Si ça diminue et que les pratiques s’assainissent, c’est merveilleux. Mais il y a aussi une baisse de dénonciations parce que les gens connaissent mieux notre mandat. On a de bonnes dénonciations, que ce soit par des entrepreneurs, mais également par des employés de la Ville qui sont plus vigilants.

Mais est-ce qu’il y aura une fin à cette lutte?
Il ne faut pas qu’il y ait de fin, mais notre présence change les choses. L’année passée, on a fait 60 visites de chantiers. Cette année, on va en faire encore plus. Quand on fait des visites non-annoncées, les entrepreneurs qui veulent couper les coins ronds vont être un peu plus gênés.

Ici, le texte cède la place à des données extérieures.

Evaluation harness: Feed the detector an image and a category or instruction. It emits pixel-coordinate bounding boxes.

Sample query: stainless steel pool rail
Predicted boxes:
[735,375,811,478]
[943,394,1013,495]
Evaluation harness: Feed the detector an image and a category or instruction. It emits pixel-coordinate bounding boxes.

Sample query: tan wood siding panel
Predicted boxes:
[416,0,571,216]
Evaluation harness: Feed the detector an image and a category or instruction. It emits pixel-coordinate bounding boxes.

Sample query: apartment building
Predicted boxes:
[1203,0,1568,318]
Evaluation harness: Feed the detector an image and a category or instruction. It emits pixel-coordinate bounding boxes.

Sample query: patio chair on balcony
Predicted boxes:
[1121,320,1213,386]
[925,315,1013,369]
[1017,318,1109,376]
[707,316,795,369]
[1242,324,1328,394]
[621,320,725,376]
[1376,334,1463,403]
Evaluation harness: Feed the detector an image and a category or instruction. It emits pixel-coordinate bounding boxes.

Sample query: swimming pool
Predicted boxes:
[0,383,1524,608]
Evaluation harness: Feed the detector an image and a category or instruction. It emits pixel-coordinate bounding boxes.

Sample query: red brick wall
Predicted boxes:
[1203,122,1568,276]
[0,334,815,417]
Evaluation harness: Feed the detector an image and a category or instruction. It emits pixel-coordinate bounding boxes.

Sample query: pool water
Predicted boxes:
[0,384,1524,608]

Vous évoquez la possibilité de faire deux rapports par année. Pourquoi?
Si on complète une enquête en janvier 2017, en parler en mars 2018 dans le rapport annuel, on trouve cela moins opportun. Ce n’est pas arrêté encore, mais en septembre, on pourrait faire un rapport avec nos dossiers qu’on a fermés de janvier à juin.

Certaines firmes pourraient justement décrocher des contrats entre-temps. Ne vaudrait-il mieux pas rendre des comptes en temps réel aux élus?
Oui, elles peuvent obtenir des contrats. Il y a certains bureaux d’inspecteurs généraux qui font des rapports aux trois mois. Je n’en suis pas là. Les enquêtes sont longues, et ma crainte est que je n’aie rien à dire. Mais on va publier des rapports ponctuels quand on a une décision importante à diffuser.

Vous avez justement sorti récemment un rapport sur la gestion des ordures dans Verdun et le Sud-Ouest. Regardez-vous ce dossier à la grandeur de l’île?
Techniquement, on n’avait pas les ressources pour faire toute la Ville. Avec 19 arrondissements c’était impossible. Ce qu’on dit maintenant à l’administration c’est : «Regardez ce qui se passe dans vos arrondissements et faites le travail. Vous avez tous les outils pour faire respecter les contrats.»